La stupeur commence dès que vous passez la porte. Cafés, thés, boissons chaudes ou froides... D'après nos comptes, il existe 160 boissons dans la célèbre chaîne. Mais que choisir?! Arrêtons-nous sur un chocolat chaud. Un? Pas si vite!

Les options disponibles sont si nombreuses que nous avons dû abandonner notre calculatrice et demander à la brillante Nadia Lafrenière de faire le calcul à notre place. Nadia a obtenu un Ph. D. en mathématiques combinatoires à l'Université de Québec à Montréal et elle est aujourd'hui post-doctorante et professeure à l'Université de Dartmouth aux États-Unis. Nadia est aussi une grande vulgarisatrice scientifique et a été chroniqueuse pour l'émission scientifique L'oeuf ou la poule. Pour être sûrs de ne rien oublier, nous avons demandé à Nadia d'aller sur le site internet de Starbucks et de commander un bon chocolat chaud. C'est parti!

Vous allez devoir prendre plusieurs décisions. Chocolat à la menthe poivrée ou pas? Chocolat blanc ou pas? Quelle taille (5 au choix)?  Une saveur en sirop (13 au choix) ou pas? Ou plutôt une saveur en sauce — un sirop plus épais (5 au choix) ou pas? Quelle garniture (7 choix, 4 quantités par choix)? Quel coulis (2 choix, 5 quantités pour chacun)? De la cannelle avec ça (4 quantités)?  De la crème fouettée (4 quantités)? Du lait, ou un substitut? Si oui, à quelle température (11 types de lait, 3 températures chacun)? Une décoration sur le dessus (3 options)? Sucre ou édulcorant (8 options, 2 quantités)? Pour finir, un peu de mousse de lait (4 options seulement pour les chocolats chauds à la menthe poivrée)?

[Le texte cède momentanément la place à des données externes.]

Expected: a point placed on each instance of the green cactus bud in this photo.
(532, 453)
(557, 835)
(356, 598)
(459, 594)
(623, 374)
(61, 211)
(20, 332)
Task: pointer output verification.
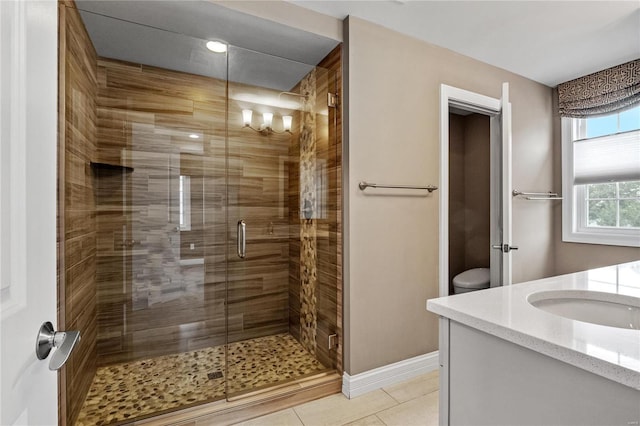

Notre docteure en mathématiques a consciencieusement comptabilisé les possibilités, en s'assurant des options disponibles pour tel ou tel types de chocolat chaud. Voilà le résultat final :

Chocolat chaud sans menthe poivrée : 2 × 5 × 213 × 28 × 47 × 52 × 4 × 4 × 11 × 3 × 3 ×25 = 435 406 604 599 296 000 possibilités

Chocolat chaud avec menthe poivrée (même calcul, mais 4 options de mousse de lait) donc 4 × 435 406 604 599 296 000 = 1 741 626 418 397 184 000 possibilités.

Quand on additionne les deux, on obtient 2 177 033 022 996 480 000 possibilités.

Oui, vous avez bien lu. On parle ici de 2 milliards de milliards de possibilités. Pour UN SEUL chocolat chaud.

Mais... pourquoi tant de choix?

Les sociétés occidentales ont établi la liberté comme vertu cardinale. Pour les marques, cette liberté se traduit par le choix. Beaucoup de choix. Un maximum de choix. Une palette de choix si large qu’elle finit par faire angoisser le consommateur. Après le fameux FOMO — Fear Of Missing Out, on observe désormais ce que nous avons baptisé le FOOO — Fear Of Overwhelming Options (les chercheurs parlent de Choice Overload Bias ou d'overchoice)... Et c’est au professeur de psychologie Barry Schwartz que nous devons les explications de ce paradoxe.

L’expérience de Schwartz

Nous sommes en 2004, dans une épicerie. Le chercheur Barry Schwartz a disposé des pots de confiture sur une table. Six sortes au choix. Durant une journée, on observe le comportement des consommateurs. Verdict… 40% des clients s'arrêtent et examinent les pots de confiture. 30% de ceux-ci achètent un pot. Un résultat de 12% de conversion, donc. Le lendemain, Schwartz dispose 24 sortes de confiture... Quatre fois plus de choix! Surprise, 60% des gens s'arrêtent devant l'étal (50% de plus que la veille), mais on découvre alors que seulement 3% de ceux-là sont passés à la caisse avec un pot. C'est dix fois moins de ventes que la veille! Mais que s’est-il passé? Le chercheur détaille les raisons de ces observations contre-intuitives. Et il en existe plusieurs.

Expérience de Schwartz. Illustration Perrier Jablonski.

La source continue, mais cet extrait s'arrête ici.